AUBURN, Ala. — The news that Auburn had hired Gene Chizik as its new head coach last December prompted an unprecedented reaction from the Tigers faithful.
Fans flooded Internet message boards with concerns about Chizik’s qualifications, his 5-19 record at Iowa State serving as a giant red flag. Irate callers phoned in to radio stations across Alabama.
One bombastic Auburn fan went so far as to greet athletics director Jay Jacobs at the Robert G. Pitts Airport in Opelika, booing him as he deplaned, his arms extended to signal two giant thumbs down.
Eight months later, it all seems so comical.
Initial shock from Auburn nation turned to reluctant acceptance, then unabashed support of Chizik, who has earned mostly kudos this offseason by putting together a talented coaching staff, targeting big-name recruits on the recruiting trail and, perhaps most importantly, not yet having the opportunity to lose a game.
“The people that are going to be negative, I can’t control,” Chizik said at the time of his hire. “That’s out there for everybody to mull over themselves. But, at the end of the day, when you win, I think all of that goes away.”
That could be a tall task. Auburn didn’t do much winning last year, stumbling to a 5-7 record that was Tommy Tuberville’s worst since his first season on the Plains. Tuberville’s surprising resignation after 10 years and 85 victories triggered an overhaul of the Auburn football program, a rebuilding that started with Chizik’s hire.
“Seven losses? That’s a lifetime learning experience for me,” said All-SEC defensive end Antonio Coleman, who gave Auburn a boost by returning for his senior season. “Playing any sport, I had never lost seven games. … The next thing you get no respect from anybody. We have a chip on our shoulder and a lot of work to do.”
Auburn, which the media chose to win the SEC West a year ago, was picked to finish fifth in a highly-competitive Western Division that includes preseason No. 5 Alabama, No. 9 LSU and No. 10 Mississippi.
“Of course we look at it,” running back Ben Tate said of the predictions. “We know. We’re using that as motivation. When you’re picked high, you still want to come out and work because you have that bull’s-eye on you. Being picked so low, that’s motivation. We want to finish at the top.”
This figures to be a more harmonious group than last year, when preseason fights and coaching feuds led to one of the most dysfunctional Auburn seasons in recent memory.
“Last year, I would say we were divided,” Tate said. “It’s natural when things go badly for people to get violent and start pointing fingers at one another.”
“We were still a young team,” cornerback Walt McFadden said. “We were looking for leaders. People were coming at the other players and people were not accepting that. …
“Last year was kind of a battlefield in that no one wanted to listen because, ‘Who are you?’ This year we’ve got, ‘OK, that’s Antonio Coleman. He’s a guy that’s proved something here so I can follow him. Maybe I can be better than him.’ That’s what we’ve got going with this team.”
Making the on-field product better won’t be easy. Auburn is working with extremely low numbers, with 78 scholarship players on the roster, well below the NCAA maximum of 85. The Tigers are thin beyond the first-team units on both sides of the ball and might have to rely on freshmen to contribute immediately, a by-product of the usual attrition associated with a coaching change and proof that Tuberville’s final few signing classes were below par.
“We’ve got a lot of great, quality athletes here; we just don’t have a lot of them,” Jacobs said this summer. “Our troops are depleted, and it’s going to take a couple years. But Gene and his staff, they’re putting a foundation back in this program. They know what great looks like, and that’s what they’re building here.”
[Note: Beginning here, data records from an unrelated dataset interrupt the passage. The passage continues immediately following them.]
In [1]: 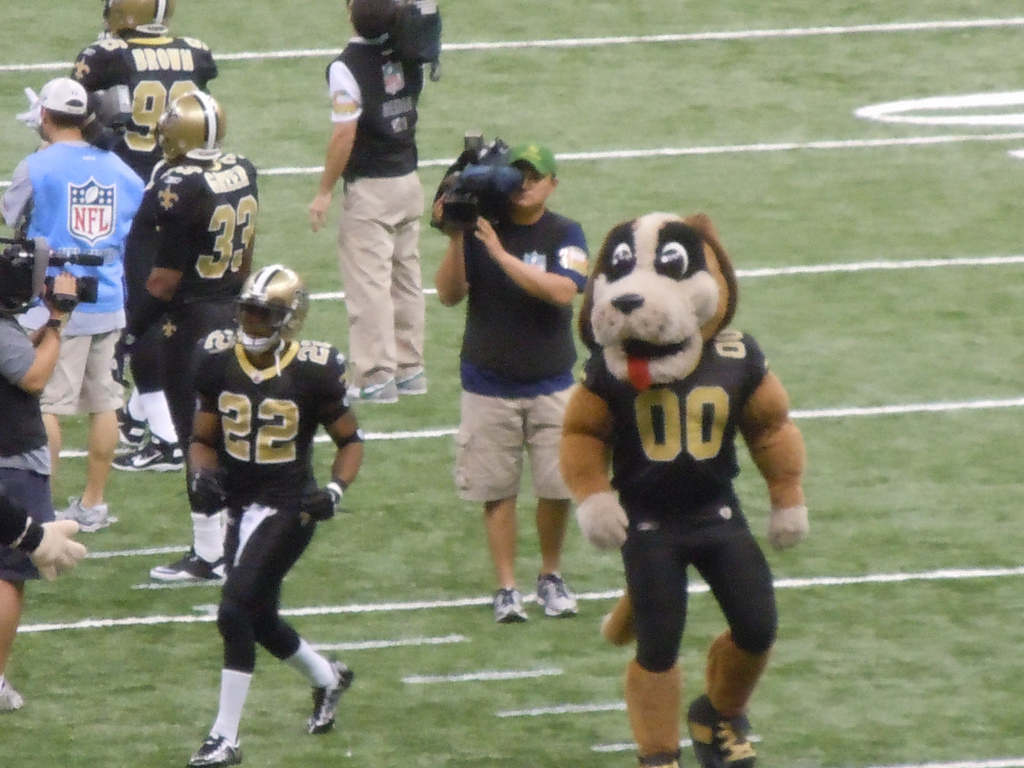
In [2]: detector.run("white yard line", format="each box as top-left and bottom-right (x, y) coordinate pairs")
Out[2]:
(0, 16), (1024, 74)
(401, 668), (564, 685)
(18, 566), (1024, 634)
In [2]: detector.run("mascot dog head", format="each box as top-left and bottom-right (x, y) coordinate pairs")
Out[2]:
(579, 213), (737, 390)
Chizik frequently speaks about returning Auburn to its roots — a hard-nosed defense complemented by a physical, smashmouth offense — citing the Tigers’ perfect 2004 season as the model. That was Chizik’s final year as Auburn’s defensive coordinator, before he left for a similar position at Texas and eventually Iowa State.
Despite the overtly negative public reaction immediately following Chizik’s hire, Auburn’s players have been on board from the outset.
“Like I’ve said before, if you have one Auburn man that’s leaving, why not have another one to come in and coach,” Coleman said. “I just think it was a blessing to have an Auburn man through and through come back and coach again.”